At least 54 killed in protests in Sudan since the coup

KHARTOUM, Sudan

The death toll in protests demanding the restoration of civilian rule in Sudan has climbed to 54, a doctors group said Saturday.

According to a statement by the Central Committee of Sudanese Doctors, 23-year-old Abdullah Abbas, who was injured after being hit by a bullet in Thursday demonstrations against the military coup, succumbed to his wounds.

With Abbas’ death, the number of people killed in Thursday protests reached six, while the total number of confirmed deaths since Oct. 25 reached 54, a statement added.
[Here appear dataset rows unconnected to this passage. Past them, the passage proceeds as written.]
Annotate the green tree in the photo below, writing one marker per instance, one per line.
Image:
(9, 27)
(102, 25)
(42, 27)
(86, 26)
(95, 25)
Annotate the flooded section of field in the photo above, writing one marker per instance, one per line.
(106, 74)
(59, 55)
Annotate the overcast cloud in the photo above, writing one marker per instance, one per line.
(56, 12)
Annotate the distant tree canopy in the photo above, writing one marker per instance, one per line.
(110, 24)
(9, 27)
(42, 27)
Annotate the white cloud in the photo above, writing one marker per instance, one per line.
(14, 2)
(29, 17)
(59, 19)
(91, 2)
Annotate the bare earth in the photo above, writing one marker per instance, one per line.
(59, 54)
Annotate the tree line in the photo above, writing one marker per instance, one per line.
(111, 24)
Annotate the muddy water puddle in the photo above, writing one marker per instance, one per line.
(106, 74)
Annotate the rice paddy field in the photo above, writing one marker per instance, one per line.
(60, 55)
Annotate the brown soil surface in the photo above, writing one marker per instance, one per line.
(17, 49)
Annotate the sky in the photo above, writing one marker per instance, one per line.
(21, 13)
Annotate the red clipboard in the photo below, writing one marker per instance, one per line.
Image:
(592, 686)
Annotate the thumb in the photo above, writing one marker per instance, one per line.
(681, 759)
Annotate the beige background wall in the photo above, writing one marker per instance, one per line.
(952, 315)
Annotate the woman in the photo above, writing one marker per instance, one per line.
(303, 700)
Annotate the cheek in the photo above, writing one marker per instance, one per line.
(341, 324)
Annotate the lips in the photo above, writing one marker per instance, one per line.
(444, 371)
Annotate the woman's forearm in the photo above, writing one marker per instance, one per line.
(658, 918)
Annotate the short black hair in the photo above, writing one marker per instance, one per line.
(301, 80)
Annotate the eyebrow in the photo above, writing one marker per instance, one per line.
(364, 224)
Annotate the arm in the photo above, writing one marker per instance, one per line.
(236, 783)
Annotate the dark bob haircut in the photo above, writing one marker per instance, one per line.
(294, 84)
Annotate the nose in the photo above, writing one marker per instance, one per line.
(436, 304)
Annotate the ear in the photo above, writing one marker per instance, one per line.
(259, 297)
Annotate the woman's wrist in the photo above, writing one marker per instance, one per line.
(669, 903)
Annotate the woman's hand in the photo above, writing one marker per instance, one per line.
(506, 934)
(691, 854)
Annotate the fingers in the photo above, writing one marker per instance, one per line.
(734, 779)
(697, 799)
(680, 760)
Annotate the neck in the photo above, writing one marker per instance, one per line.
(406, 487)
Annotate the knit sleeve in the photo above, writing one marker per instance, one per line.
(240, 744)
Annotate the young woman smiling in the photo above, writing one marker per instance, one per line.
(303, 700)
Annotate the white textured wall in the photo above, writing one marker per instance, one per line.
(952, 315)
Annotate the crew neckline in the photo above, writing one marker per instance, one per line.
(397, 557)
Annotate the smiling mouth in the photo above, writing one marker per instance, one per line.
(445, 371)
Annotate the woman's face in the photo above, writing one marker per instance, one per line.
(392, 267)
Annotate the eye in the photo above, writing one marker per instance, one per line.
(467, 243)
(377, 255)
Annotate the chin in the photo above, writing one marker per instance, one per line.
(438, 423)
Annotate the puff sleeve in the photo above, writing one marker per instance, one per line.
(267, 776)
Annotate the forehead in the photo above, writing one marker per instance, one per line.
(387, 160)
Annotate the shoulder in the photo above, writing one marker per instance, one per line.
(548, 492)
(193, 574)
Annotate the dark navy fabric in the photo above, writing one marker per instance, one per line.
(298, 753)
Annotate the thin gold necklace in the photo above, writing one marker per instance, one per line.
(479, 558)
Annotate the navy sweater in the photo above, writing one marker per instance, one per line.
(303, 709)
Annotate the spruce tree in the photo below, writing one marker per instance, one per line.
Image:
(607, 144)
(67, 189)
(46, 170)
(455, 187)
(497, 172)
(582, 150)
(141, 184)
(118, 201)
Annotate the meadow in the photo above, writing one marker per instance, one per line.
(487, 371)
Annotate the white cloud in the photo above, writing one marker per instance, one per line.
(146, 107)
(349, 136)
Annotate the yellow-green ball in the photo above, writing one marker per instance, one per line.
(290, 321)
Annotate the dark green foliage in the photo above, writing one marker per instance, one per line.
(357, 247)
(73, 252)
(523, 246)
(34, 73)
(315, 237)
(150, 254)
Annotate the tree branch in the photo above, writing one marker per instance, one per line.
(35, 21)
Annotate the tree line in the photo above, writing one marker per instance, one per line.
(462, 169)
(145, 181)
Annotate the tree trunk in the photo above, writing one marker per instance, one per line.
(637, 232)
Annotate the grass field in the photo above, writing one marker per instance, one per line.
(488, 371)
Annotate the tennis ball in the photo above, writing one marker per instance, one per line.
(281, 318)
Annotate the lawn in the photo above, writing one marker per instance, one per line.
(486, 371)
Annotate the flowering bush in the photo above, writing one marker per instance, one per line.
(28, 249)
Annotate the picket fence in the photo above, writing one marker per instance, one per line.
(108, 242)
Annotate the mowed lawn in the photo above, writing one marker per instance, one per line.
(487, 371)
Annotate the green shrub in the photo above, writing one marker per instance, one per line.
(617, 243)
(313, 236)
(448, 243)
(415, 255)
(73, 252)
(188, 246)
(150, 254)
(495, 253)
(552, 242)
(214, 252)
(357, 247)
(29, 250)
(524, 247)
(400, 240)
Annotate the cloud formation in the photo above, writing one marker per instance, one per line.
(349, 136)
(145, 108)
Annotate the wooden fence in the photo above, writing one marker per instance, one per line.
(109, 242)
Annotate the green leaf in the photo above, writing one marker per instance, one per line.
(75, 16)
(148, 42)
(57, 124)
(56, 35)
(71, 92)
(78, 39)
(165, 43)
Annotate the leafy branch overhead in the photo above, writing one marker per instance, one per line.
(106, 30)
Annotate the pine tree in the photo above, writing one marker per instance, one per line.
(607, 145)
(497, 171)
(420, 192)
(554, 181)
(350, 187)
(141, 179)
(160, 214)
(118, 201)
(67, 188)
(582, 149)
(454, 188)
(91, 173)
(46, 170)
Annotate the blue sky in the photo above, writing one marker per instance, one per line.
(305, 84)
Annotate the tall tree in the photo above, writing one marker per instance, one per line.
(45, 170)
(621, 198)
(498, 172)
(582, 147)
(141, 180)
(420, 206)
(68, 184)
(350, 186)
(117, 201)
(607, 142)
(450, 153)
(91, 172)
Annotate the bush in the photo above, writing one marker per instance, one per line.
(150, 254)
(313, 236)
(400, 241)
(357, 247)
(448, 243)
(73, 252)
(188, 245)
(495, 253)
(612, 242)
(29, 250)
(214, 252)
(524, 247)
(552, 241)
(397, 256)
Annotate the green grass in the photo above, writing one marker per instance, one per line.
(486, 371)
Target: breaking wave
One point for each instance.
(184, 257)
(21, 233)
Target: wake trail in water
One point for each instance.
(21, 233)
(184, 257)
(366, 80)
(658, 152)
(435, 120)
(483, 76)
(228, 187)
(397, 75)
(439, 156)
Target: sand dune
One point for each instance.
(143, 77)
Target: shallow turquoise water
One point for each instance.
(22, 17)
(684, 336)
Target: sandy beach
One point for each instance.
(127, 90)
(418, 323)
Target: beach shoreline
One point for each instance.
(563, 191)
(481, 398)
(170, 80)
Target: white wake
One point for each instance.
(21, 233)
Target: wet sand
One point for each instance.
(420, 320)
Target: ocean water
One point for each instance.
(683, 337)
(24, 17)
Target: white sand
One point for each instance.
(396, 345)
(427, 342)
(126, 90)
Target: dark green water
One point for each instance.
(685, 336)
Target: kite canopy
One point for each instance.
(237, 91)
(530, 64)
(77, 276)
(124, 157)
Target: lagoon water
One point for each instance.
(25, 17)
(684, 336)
On Thursday, protests took place in several areas in the capital Khartoum, Kasala, and Port Sudan in the country’s east, as well as the northern city of Atbara as people called for democratic civilian rule and decried a recent political deal between the military and Prime Minister Abdalla Hamdok.

The North African country has been in turmoil since Oct. 25, when the Sudanese military dismissed Hamdok’s transitional government and declared a state of emergency.

Hamdok was reinstated on Nov. 21 under an agreement with army chief Abdel Fattah Al-Burhan, in a move rejected by Sudanese political and civil forces as an “attempt to legitimize the coup.”

Before the Oct. 25 military takeover, Sudan was administered by a sovereign council of military and civilian officials overseeing the transition period until elections in 2023 as part of a precarious power-sharing pact between the military and the Forces of Freedom and Change coalition.